The British administration in Calcutta selected another young officer—the twenty-nine-year-old Scot, Mountstuart Elphinstone—as its envoy to Afghanistan. He was the first Briton to penetrate that remote region since a company official had traveled through it in disguise twenty-five years earlier on his way to Russia. The British therefore knew little of Afghanistan’s topography beyond that it was large, mountainous and landlocked. The country, of a similar size to the modern U.S. state of Texas, in fact consisted of several distinct zones. In the southwest an arid desert plateau around the Helmand River stretched toward Persia. In the northwest, plains ran across the Oxus River toward the khanates of Khiva and Bokhara. There were mountains in the center and the northeast including the six-hundred-mile-long Hindu Kush as well as mountains along the southeastern frontier with Baluchistan and with Ranjit Singh’s territories. The few narrow passes leading through these mountains had often provided a route for the invasion of India. Abul Fazl, friend and chronicler of Akbar, the greatest of the Moguls, called Kabul, the region’s major city with the great Khyber Pass to its east, “the gate of Hindustan.”

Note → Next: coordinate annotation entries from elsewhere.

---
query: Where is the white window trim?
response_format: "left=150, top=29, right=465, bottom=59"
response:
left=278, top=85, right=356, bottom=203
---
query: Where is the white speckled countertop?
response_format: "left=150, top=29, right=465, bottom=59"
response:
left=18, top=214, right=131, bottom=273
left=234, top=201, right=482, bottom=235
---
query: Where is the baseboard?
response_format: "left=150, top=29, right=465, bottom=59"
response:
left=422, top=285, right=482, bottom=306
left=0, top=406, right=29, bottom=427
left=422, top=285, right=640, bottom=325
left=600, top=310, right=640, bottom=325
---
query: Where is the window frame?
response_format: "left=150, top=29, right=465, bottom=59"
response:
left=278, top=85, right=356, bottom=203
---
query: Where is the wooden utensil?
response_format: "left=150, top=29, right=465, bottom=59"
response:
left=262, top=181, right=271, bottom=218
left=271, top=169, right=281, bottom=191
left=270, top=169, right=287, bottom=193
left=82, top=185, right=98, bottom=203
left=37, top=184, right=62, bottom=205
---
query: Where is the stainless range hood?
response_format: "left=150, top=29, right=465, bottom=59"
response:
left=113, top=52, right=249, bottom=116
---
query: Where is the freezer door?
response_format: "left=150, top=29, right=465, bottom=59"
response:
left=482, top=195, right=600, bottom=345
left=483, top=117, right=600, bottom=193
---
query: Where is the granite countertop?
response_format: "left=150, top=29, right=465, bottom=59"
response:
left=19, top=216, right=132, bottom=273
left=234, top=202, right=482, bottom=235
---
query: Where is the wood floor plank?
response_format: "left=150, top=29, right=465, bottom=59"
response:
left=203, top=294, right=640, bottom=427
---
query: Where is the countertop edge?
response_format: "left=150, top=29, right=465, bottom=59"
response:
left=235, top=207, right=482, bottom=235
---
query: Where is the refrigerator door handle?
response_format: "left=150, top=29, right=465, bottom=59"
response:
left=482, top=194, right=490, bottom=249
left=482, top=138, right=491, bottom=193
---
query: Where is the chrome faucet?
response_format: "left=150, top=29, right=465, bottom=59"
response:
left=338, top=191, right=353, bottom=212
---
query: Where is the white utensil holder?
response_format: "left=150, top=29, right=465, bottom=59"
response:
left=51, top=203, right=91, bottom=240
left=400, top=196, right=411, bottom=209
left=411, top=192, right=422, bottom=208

One of the first known invaders, Darius of Persia, led his army of Immortals down through the thirty-mile-long Khyber, whose bleak gray sides rising to five hundred feet overshadow a road in places just a few feet wide. Nearly two centuries later, in early 327 B.C., this inhospitable stone corridor resonated to the hoof beats of Alexander the Great’s increasingly exhausted and fractious forces on the latest stage of their long march of conquest from Macedonia. The soon-to-be-defeated armies and war elephants of the Indian king Porus waited on the banks of the Jhelum River, a tributary of the Indus, in armor of silver and gold. Elphinstone, a classics scholar like most of the officers who would venture into Afghanistan, for lack of more recent guides used the classical accounts of Alexander’s expeditions for geographic reference.
Over the centuries other invasions followed Alexander’s. Among the most significant was the conquest of most of northern India in 1001 by Mahmud, the Muslim ruler of Ghazni in the southeast of Afghanistan. He established the first of the series of Islamic sultanates that would grow to dominate much of the area. Fortified by his religion and its iconoclastic beliefs, he plundered Hindu holy places, melting down the golden idols at the shrine of Mathura and despoiling the great Hindu temple of Somnath on the Indian Ocean coast in what is now Gujarat. Here he destroyed the phallic stone lingam—symbol of the god Shiva—dispatching fragments to be incorporated in the steps of mosques in Mecca and Medina as well as in Ghazni. He also bore off to Ghazni the temple’s massive ornate gates as a symbol of his triumph.
In 1398 Timur, or Tamburlaine as the West knows him from a corruption of “Timur the Lame,” invaded India, where he defeated the sultan of Delhi and sacked the city so thoroughly, before leaving with a mass of booty, that for two months
“nothing stirred, not even a bird.”
In the early sixteenth century, his descendant Babur floated down the Khyber River from Kabul, holding drinking and cannabis parties as he went, to found the Mogul empire using the cannons and muskets that he introduced to northwest India for the first time.